DjVu-Migration

Aus djvu-wiki
Zur Navigation springen Zur Suche springen

DjVu-Migration

See also: DjVu-Viewer_Integration

1. Check Servers

Two test files are used to probe each server/image store via djvu_migrate --test:

File Pages Size Hash
AB1938_Kreis-Beckum_Inhaltsverz.djvu 3 50 KB c/c7
Auenheim-Frauweiler_Dokument-1693-03-09.djvu 10 3.9 MB b/b8

djvu_migrate --test --write updates ~/.djvuviewer/server_config.yaml (under RCS).

Findings:

Server Image FS total migrated target Stat (ms) Read (ms) Speed (MB/s) djvudump (ms)
qn genwiki CIFS ~4000 0 no 11.64 1.32 37.9 24
fixit gruff SAMBA ~4000 0 no 3.26 0.15 0.7 17
fur gruff SSD ~4000 0 no 2.60 0.007 14.7 1.6
fur yuyu SSD ~4000 0 no 0.025 4.1 1.4
fur luxio HD ~4000 ~4000 no 2.60 3.88 12.8 1.7
fur entei HD ~4000 0 no 2.60 0.010 10.1 1.7
genwiki39 genwiki CIFS ~4000 0 no 66.79 0.34 148.4 9
hostsharing genwiki SSD yes 0.004 2.0 1500 6
  • fur/gruff is an SSD copy of the original unbundled files — use it to count total/migrated for all slow disks
  • fur/luxio is the bundled source — counts come from djvu_migrate --info (DjVu SQLite)
  • Only hostsharing is target: true — the only server we write to

2. Decide Migration Path

  • Source: fur/luxio — fully bundled, fast HD, timestamps corrected to original
  • Target: hostsharing/genwiki — SSD 1500 MB/s, target: true
  • Transfer speed fur→hostsharing: 2.4 MB/s (measured)

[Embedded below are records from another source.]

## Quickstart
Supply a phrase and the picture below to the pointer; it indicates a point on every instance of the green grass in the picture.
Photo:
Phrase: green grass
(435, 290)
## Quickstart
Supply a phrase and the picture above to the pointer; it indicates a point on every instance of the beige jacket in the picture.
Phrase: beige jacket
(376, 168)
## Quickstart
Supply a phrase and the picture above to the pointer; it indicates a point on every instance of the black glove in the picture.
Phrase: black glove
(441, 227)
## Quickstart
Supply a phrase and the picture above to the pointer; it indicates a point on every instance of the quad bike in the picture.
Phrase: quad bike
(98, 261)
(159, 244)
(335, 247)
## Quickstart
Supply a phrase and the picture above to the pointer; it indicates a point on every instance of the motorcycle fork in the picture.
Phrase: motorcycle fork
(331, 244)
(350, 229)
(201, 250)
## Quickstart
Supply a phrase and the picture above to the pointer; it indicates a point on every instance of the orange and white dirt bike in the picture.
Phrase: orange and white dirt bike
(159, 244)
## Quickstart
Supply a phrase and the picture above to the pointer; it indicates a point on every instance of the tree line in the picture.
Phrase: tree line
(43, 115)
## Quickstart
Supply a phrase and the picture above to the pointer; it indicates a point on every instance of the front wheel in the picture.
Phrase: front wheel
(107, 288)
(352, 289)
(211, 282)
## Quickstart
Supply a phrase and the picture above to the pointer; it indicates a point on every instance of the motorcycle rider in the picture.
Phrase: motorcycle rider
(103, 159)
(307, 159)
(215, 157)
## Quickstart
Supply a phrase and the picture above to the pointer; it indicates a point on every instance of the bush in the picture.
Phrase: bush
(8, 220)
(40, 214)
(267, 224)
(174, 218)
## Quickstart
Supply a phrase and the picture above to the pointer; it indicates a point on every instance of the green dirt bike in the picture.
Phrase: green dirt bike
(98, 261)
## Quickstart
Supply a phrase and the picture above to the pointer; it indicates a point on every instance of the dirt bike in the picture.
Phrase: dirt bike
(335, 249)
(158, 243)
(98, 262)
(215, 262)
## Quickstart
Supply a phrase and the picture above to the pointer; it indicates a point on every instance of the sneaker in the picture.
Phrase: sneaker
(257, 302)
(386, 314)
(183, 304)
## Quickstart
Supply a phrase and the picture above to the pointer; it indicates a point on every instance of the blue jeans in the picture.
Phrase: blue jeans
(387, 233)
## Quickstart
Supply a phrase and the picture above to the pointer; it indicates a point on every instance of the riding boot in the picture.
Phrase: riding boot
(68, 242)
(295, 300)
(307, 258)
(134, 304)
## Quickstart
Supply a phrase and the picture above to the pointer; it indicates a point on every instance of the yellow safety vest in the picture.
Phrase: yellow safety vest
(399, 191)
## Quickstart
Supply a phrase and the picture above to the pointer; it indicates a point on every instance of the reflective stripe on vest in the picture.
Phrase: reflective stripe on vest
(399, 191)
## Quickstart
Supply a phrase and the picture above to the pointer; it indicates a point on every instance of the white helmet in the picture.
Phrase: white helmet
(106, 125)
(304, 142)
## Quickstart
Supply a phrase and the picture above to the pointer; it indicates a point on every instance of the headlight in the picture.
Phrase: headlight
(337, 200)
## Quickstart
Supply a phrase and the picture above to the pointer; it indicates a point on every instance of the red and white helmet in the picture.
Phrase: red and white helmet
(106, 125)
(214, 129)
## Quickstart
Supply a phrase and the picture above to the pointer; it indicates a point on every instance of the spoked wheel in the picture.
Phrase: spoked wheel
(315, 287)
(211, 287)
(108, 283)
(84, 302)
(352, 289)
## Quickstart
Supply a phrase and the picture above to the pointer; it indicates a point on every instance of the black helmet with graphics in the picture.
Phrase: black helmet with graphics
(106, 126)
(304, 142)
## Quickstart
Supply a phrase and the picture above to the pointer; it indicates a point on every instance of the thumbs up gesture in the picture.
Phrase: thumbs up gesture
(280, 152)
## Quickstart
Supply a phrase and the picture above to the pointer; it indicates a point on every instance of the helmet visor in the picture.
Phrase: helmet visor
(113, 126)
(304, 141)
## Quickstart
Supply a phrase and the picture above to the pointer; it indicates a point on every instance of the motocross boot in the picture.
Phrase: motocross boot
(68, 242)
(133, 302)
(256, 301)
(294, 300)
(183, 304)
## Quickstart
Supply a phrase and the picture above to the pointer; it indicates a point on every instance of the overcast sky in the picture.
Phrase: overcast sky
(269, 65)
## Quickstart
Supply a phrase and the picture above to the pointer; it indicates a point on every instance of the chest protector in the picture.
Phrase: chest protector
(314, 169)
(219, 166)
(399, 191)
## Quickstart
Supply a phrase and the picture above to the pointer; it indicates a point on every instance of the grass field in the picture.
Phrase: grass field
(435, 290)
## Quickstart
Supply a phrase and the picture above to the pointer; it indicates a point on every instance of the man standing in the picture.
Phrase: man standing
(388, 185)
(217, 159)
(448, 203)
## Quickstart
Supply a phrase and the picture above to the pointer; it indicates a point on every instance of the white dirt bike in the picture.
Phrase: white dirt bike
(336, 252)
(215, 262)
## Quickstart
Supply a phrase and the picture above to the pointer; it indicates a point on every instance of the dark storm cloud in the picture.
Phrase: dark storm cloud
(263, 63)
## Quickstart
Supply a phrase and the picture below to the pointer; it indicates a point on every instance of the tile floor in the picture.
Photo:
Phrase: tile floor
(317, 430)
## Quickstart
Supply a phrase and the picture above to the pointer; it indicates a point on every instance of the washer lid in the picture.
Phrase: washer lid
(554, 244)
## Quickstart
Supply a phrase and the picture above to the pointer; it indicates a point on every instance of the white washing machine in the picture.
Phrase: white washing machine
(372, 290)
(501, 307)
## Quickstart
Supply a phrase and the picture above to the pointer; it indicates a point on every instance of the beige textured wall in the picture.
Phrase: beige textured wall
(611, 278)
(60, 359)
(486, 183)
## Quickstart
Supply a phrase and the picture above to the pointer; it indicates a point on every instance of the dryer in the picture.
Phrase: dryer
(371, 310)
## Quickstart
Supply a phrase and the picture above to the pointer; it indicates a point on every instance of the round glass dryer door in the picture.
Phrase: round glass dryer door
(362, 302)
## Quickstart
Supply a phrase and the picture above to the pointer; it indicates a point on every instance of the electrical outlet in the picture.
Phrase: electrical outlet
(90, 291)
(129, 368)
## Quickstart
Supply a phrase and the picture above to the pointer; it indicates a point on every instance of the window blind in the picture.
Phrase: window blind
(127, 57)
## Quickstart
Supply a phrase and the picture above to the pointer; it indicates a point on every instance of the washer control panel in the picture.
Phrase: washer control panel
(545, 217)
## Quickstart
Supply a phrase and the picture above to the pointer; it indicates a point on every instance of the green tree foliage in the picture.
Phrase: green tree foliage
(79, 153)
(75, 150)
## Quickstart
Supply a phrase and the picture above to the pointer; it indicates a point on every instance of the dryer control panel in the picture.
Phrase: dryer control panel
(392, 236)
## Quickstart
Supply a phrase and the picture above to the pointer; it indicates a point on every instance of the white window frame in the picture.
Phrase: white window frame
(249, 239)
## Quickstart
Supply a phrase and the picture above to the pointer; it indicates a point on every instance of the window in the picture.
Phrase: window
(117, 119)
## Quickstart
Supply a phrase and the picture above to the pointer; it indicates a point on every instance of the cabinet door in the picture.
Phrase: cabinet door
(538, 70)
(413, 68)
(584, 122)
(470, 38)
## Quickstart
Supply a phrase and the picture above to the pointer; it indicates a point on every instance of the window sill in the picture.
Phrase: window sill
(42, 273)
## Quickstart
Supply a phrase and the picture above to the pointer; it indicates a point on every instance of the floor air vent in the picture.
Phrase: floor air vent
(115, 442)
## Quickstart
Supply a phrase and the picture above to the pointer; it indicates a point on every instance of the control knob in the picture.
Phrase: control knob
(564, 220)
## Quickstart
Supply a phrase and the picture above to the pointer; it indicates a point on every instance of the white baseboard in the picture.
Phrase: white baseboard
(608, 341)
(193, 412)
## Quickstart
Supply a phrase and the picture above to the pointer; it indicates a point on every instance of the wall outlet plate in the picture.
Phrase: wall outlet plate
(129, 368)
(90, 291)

DB state from valid_bundled_stats query:

total valid_bundled bundled_no_size (tainted) not_bundled valid_gb est. transfer time
4288 2178 48 2062 10.46 GB ~73 min
  • Strategy: agile — migrate valid_bundled ordered small→large, learn from early results
  • The 48 tainted (bundled, no filesize) need separate investigation
  • The 2062 not_bundled are future work

3. Query Three Sources

All sources queried via named parameterized queries (YAML). Run via djvu_migrate --info.

Source Table Content
DjVu SQLite djvu Conversion status, page count, bundled yes/no
MediaWiki API cache mw_images Images known to the wiki
MariaDB genwiki39 wiki Wiki pages and DjVu file list

4. Verify Expected State

Compare what the three sources report against each other:

  • files in djvu but not in mw_images → not known to wiki
  • files in mw_images but not in djvu → not yet converted/indexed
  • files in wiki MariaDB → cross-check with both above

5. Copy Files

rsync -a from fur/luxio to hostsharing/genwiki, preserving timestamps. Only bundled files. Only target is writable.

6. Create Hard-Links

Hard-links from djvu-wiki → genwiki39e on hostsharing — no extra storage needed.

7. Create Wiki Pages

Create wiki pages in djvu-wiki using Vorlage:DjVuViewer and Vorlage:GOV.

8. Statistics

Output per batch: success / errors / skipped — with causes.